The biggest focus of my last five years of blogging about the Patriots has been Bill Belichick’s chance to rebuild his defense from scratch and with total authority. While Belichick deserves a great deal of credit for the Patriots defenses that won three Super Bowls, ultimately those defenses were not hand picked by him.
Sure, he took the draftees of the previous regime like Bruschi, McGinest and Milloy, along with a collection of castoffs from other teams like Vrabel, Phifer and Harrison, and put them in positions to succeed, but those years just proved his coaching genius. Those players were not going to play forever, and now Belichick has a chance to prove his scouting and development genius.
It’s rare that a coach has the kind of control and vision that he gets to construct a defense from scratch, but that’s exactly what Belichick began doing in 2008 with the selection of Jerod Mayo.
Thus, one of my most favorite times of year is the draft, especially when Belichick takes defensive players. So you can imagine my excitement after this year’s haul, and in fact it’s taken a few days for it all to actually sink in. It’s safe to say it left me speechless. Until now.
The Patriots struggles with pass defense over the past few seasons are well documented. It’s ironic that on the offensive side of the ball they were one of the teams leading the charge for the new pass-dominated NFL, but on the defensive side of the ball they’ve been continually lit up through the air.
I’ve often joked that I can’t imagine what it has looked like when Tom Brady went up against the Pats defense in practice, but quite frankly it was frustrating. Belichick knows football evolution, and usually he’s ahead of the curve, but on defense they just couldn’t seem to solve the problems that have haunted them for the last two seasons.
We can talk about how they still won a lot of games and didn’t allow a lot of points despite giving up a lot of yards and third down conversions, but the simple truth is this: The Patriots have not had a dominant defense since the dynasty years. They didn’t have a defense that could take over games. They didn’t have a defense that made quarterbacks uncomfortable. They made some big plays at times, got some key stops at times, but consistently week in and week out they were at best an average defense that needed more talent, specifically more game breakers in their front seven especially.

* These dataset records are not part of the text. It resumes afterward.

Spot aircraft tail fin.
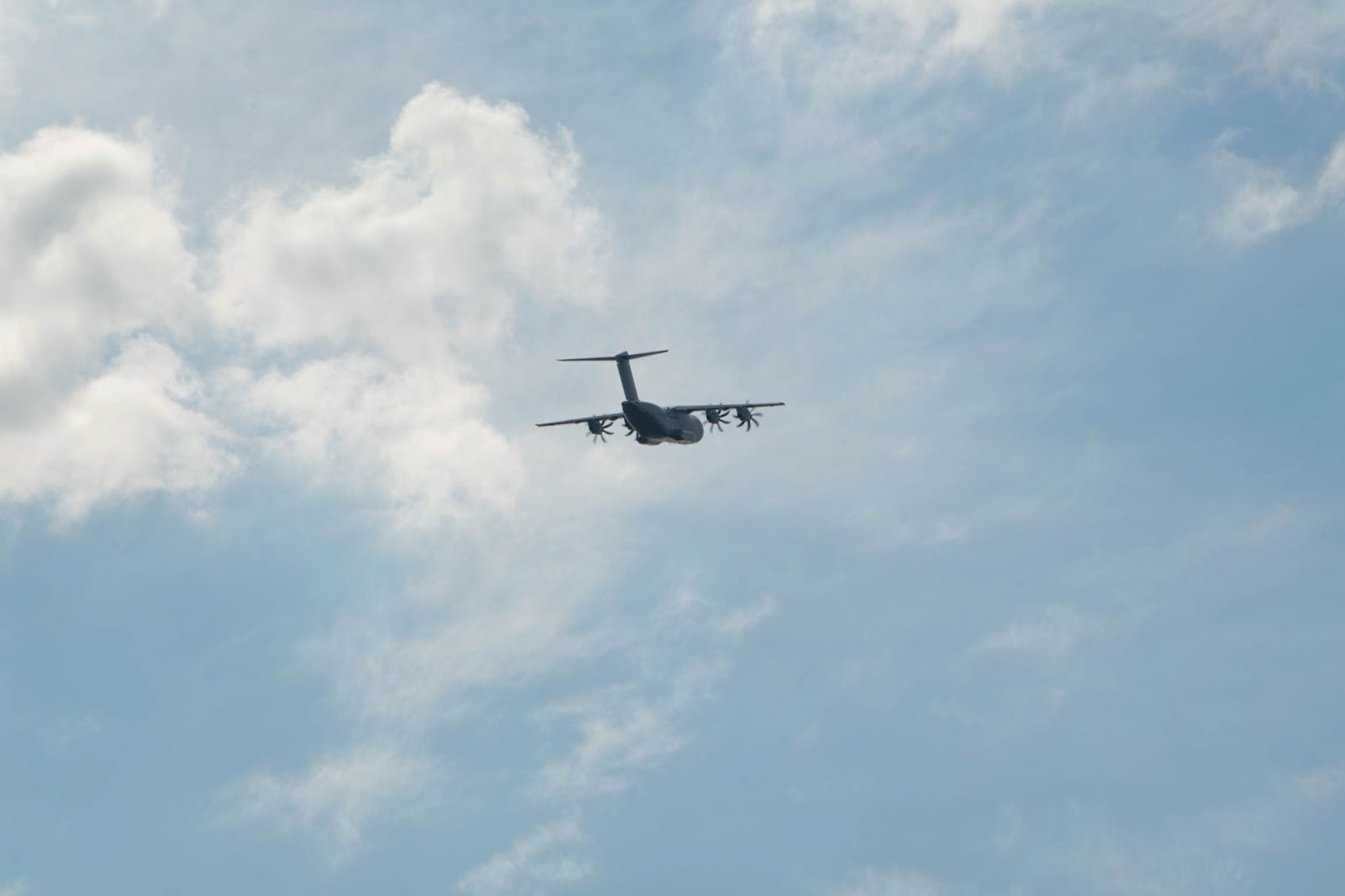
[557,348,667,401]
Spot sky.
[0,0,1345,896]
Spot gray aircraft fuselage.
[535,350,784,445]
[621,401,705,445]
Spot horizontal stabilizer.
[557,348,668,360]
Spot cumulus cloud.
[221,747,432,860]
[0,128,235,521]
[213,85,601,360]
[1210,136,1345,246]
[234,354,523,528]
[457,819,592,896]
[210,85,604,528]
[0,337,238,522]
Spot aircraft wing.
[537,410,625,426]
[668,401,784,414]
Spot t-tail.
[557,348,667,401]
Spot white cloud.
[822,868,948,896]
[221,747,433,860]
[0,128,235,521]
[457,821,592,896]
[0,336,238,522]
[748,0,1068,95]
[1210,136,1345,246]
[538,665,724,797]
[972,604,1092,659]
[733,0,1345,99]
[211,85,603,362]
[239,354,525,528]
[714,598,775,638]
[210,85,604,529]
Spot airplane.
[537,348,784,445]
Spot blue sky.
[0,0,1345,896]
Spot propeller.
[733,405,761,432]
[589,419,612,445]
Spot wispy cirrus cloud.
[456,819,593,896]
[217,745,434,862]
[1209,134,1345,246]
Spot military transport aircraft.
[537,348,784,445]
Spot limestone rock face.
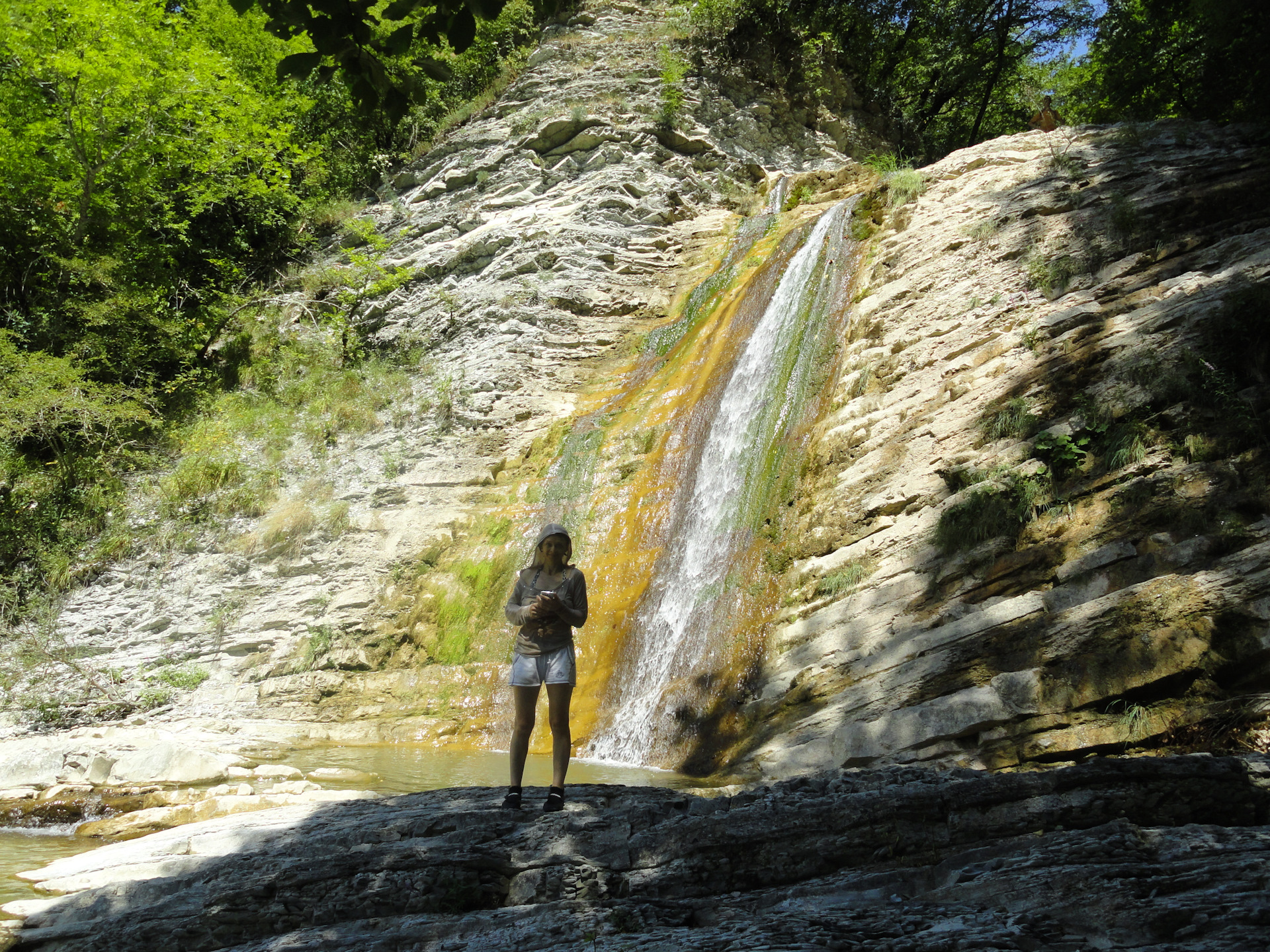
[740,123,1270,775]
[7,756,1270,952]
[0,3,884,751]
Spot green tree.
[1081,0,1270,122]
[0,0,309,393]
[230,0,507,123]
[693,0,1092,159]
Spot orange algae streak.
[573,235,777,748]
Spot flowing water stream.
[505,198,861,774]
[0,190,860,901]
[0,744,692,904]
[588,203,849,763]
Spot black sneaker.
[542,787,564,814]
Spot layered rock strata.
[0,3,881,742]
[739,123,1270,775]
[9,756,1270,952]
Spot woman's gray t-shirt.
[503,566,587,658]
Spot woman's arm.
[556,569,587,628]
[503,573,533,625]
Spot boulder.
[110,741,229,785]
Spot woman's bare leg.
[543,684,573,787]
[511,684,538,787]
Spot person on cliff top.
[503,523,587,813]
[1031,97,1063,132]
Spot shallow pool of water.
[279,744,700,793]
[0,825,99,915]
[0,744,697,915]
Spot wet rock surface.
[733,122,1270,777]
[0,3,882,756]
[2,755,1270,952]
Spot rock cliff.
[10,756,1270,952]
[744,123,1270,775]
[2,4,1270,783]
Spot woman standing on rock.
[503,523,587,813]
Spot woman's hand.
[529,594,560,619]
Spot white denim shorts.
[511,645,578,688]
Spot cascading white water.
[585,203,851,763]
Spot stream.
[0,744,700,918]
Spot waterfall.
[585,202,853,763]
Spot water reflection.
[0,824,101,904]
[283,744,700,793]
[0,744,698,916]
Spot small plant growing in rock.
[781,182,814,212]
[935,473,1049,553]
[1016,322,1041,354]
[657,46,689,130]
[1033,430,1089,479]
[1107,192,1138,239]
[155,664,212,690]
[137,688,173,711]
[816,559,878,596]
[979,397,1040,440]
[300,625,334,670]
[1026,249,1081,297]
[965,218,1001,241]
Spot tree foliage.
[230,0,507,122]
[1072,0,1270,122]
[693,0,1092,157]
[0,0,536,619]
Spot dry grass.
[233,499,319,555]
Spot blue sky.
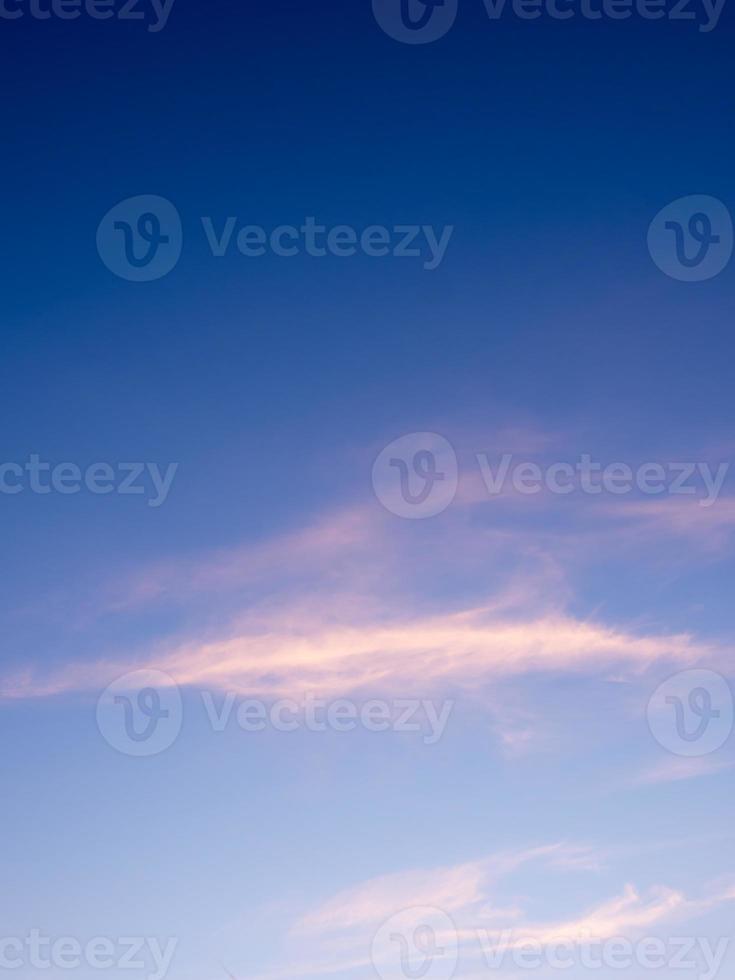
[0,0,735,980]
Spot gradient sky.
[0,0,735,980]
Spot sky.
[0,0,735,980]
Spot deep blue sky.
[0,0,735,980]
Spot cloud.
[249,843,735,978]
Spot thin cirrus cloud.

In that regard the 2012 draft was the one we were all waiting for. At least on paper. The Patriots traded up to take two front seven players and spent three more picks on defensive backs, leaving just a single offensive selection with their last pick.
As we’ve been saying this whole off-season the great 3-4 vs. 4-3 debate is moot. The nickel defense is the new base. If you cannot pressure the quarterback with four rushers in today’s NFL you are going to get torched. If you have trouble stopping the run well…you’ll probably still be able to outscore them so who cares. Pondering the 3-4 vs. 4-3 is like pondering what their goal line defense will look like. It really doesn’t matter.
This Patriots draft could be best summed up as “Defensive Diversity”. Every player they selected specifically for their defense can do a number of things, meaning the days of over-specialization are done. Remember 2010 where there would be whole-sale substitutions on defense whether they were playing pass or run? There will be no more of that.
First and foremost this will be a defense with a number of new players who can get after the passer, but also with enough athleticism to play in space, in zone or man-to-man, or anything else that Belichick wants to do to exploit an offense. It also means that opposing quarterbacks are going to have a lot harder time deciphering pre-snap what the Patriots defensive intentions are.
It’s impossible to predict how everything will flush out in training camp this summer. And even then we’ll still have no idea who will be where on a week to week basis. But there’s reason to be excited that the Pats not only replaced the 20 sacks they lost with Mark Anderson’s departure and Andre Carter’s uncertain future in the short term, but that they have diverse pass rush and coverage solutions lined up for the long term.
The Patriots have gotten off the “one year and done” cycle with pass rushers. They now have quite a few edge players that they can develop and nurture within the system, who also aren’t restricted to being one-trick ponies.
I’ve always had a long term view on the defensive rebuild. While it was somewhat of a surprise to get back to the Super Bowl in 2011, I think the real story to be told is how the major elements are in place for this to be a dominant defense until 2020.
And one day I think we’ll look back and see the 2012 draft as the one that was the final major piece in the second Patriots dynasty defense.